The ITT analyses (n = 19 + 14) revealed no significant differences in outcomes between groups. Still, an important finding was the medium effect size for the HADS total score and large effect size for the HAD-D score. Given that the most liked articles focused on coping with fatigue and distraction techniques, these findings suggest that these adolescents with persistent pain found the app to be a relevant tool for learning about cognitive and mental coping strategies. The high mean depression score in this school-based population is in line with previous work that indicated that school-based non-referred adolescents with recurrent headache reported higher depressive symptoms compared with clinically referred adolescents with recurrent headache [44].

Our study has strength and limitations. We found an unexpected high attrition rate that naturally influenced the risk for bias. We, therefore, compared outcomes between participants who completed the study and those who later dropped out. Despite promising usability testing of the Norwegian culturally adapted version, we considered the need for more useful information about the feasibility before running a main RCT. Thus, our initial aim and timeline of a full scale RCT was adjusted, which should be considered as a major limitation as it required retrospectively changes in our trial protocol. Still, as feasibility testing is recommended for reducing uncertainty and increasing the chance of successfully conducting the main RCT [45], we found the pilot feasibility randomized controlled trial to be the most appropriate design and thus provided a solid rationale for the way forward. Another limitation of this study is the onboarding process relying on a PowerPoint presentation, as a total of 13 participants remained unresponsive after randomization. This might indicate the need for a more age-specific onboarding, as for instance the use of digital platforms appropriate for adolescents. Further, given the cyclic nature of pain, it should be considered as a limitation that LPQ only examines pain “at this present moment” and not daily or weekly “average” scores of pain intensity. This was a pilot feasibility RCT, and the sample size was consistent with Hertzog’s recommendations (10–40 responders per group) for pilot studies [46] to allow for exploration of outcomes and the opportunity to estimate the number needed for future definitive trials. A strength of this pilot study is its RCT design combined with assessment of the feasibility of using a rigorously developed, culturally adapted, and well-tested app, which is both theory and evidence based. Given that this was a feasibility study and considered exploratory, we did not consider that adjustments for multiple testing and providing p values on demographics were appropriate.
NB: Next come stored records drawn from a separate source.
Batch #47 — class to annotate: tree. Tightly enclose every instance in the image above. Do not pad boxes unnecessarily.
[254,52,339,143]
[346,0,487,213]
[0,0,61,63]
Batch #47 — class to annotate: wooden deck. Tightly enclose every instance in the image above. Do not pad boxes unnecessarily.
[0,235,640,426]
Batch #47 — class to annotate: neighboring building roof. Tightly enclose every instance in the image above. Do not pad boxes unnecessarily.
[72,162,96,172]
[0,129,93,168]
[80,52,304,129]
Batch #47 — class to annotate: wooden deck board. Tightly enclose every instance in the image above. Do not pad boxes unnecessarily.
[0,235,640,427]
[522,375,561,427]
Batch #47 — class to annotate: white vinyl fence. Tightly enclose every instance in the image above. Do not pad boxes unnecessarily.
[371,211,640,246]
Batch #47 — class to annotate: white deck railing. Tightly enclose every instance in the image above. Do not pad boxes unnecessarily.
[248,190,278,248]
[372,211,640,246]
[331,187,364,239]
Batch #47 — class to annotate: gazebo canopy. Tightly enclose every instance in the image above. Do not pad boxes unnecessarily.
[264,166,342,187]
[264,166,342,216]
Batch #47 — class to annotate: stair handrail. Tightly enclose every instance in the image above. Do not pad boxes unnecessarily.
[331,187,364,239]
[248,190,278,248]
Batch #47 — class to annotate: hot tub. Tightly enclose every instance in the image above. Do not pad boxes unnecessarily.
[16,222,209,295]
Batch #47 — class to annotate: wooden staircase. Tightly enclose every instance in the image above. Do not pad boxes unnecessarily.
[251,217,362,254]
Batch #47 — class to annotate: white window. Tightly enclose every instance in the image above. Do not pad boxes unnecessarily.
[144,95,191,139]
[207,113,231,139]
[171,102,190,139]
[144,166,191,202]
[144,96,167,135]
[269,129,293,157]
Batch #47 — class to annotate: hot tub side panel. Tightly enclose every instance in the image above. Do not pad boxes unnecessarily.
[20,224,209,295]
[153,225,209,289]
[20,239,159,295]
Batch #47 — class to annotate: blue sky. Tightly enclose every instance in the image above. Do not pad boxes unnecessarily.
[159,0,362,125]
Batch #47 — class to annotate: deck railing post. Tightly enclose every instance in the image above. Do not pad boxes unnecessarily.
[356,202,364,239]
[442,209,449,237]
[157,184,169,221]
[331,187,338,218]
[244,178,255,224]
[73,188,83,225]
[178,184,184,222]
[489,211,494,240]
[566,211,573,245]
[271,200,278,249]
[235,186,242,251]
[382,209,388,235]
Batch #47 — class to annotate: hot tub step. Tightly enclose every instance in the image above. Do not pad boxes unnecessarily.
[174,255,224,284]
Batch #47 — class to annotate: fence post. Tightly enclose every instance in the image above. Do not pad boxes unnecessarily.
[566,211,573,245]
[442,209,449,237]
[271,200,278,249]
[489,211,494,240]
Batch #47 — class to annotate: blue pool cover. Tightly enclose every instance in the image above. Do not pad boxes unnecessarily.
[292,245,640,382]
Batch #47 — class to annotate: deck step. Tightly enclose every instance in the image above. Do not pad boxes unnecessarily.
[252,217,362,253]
Finally, all participants attended the 8-week intervention during the same period from mid-April to mid-June in 2018. This means that the postintervention measurements coincided with the participants’ examination period, which may have induced a higher stress level. We do not know whether this factor affected the attrition rates or any other outcomes.

Conclusions

High treatment attrition and low engagement rates indicated need for some changes in trial design in a full-scale RCT to improve participant retention. Possible changes in trial design could be including personal support such as more appropriate onboarding using relevant age-specific platforms and use of additional electronic platforms for communication with participants. Nevertheless, our findings provide estimates for calculation of sample sizes in future app-based intervention trials of school-based adolescents with persistent pain.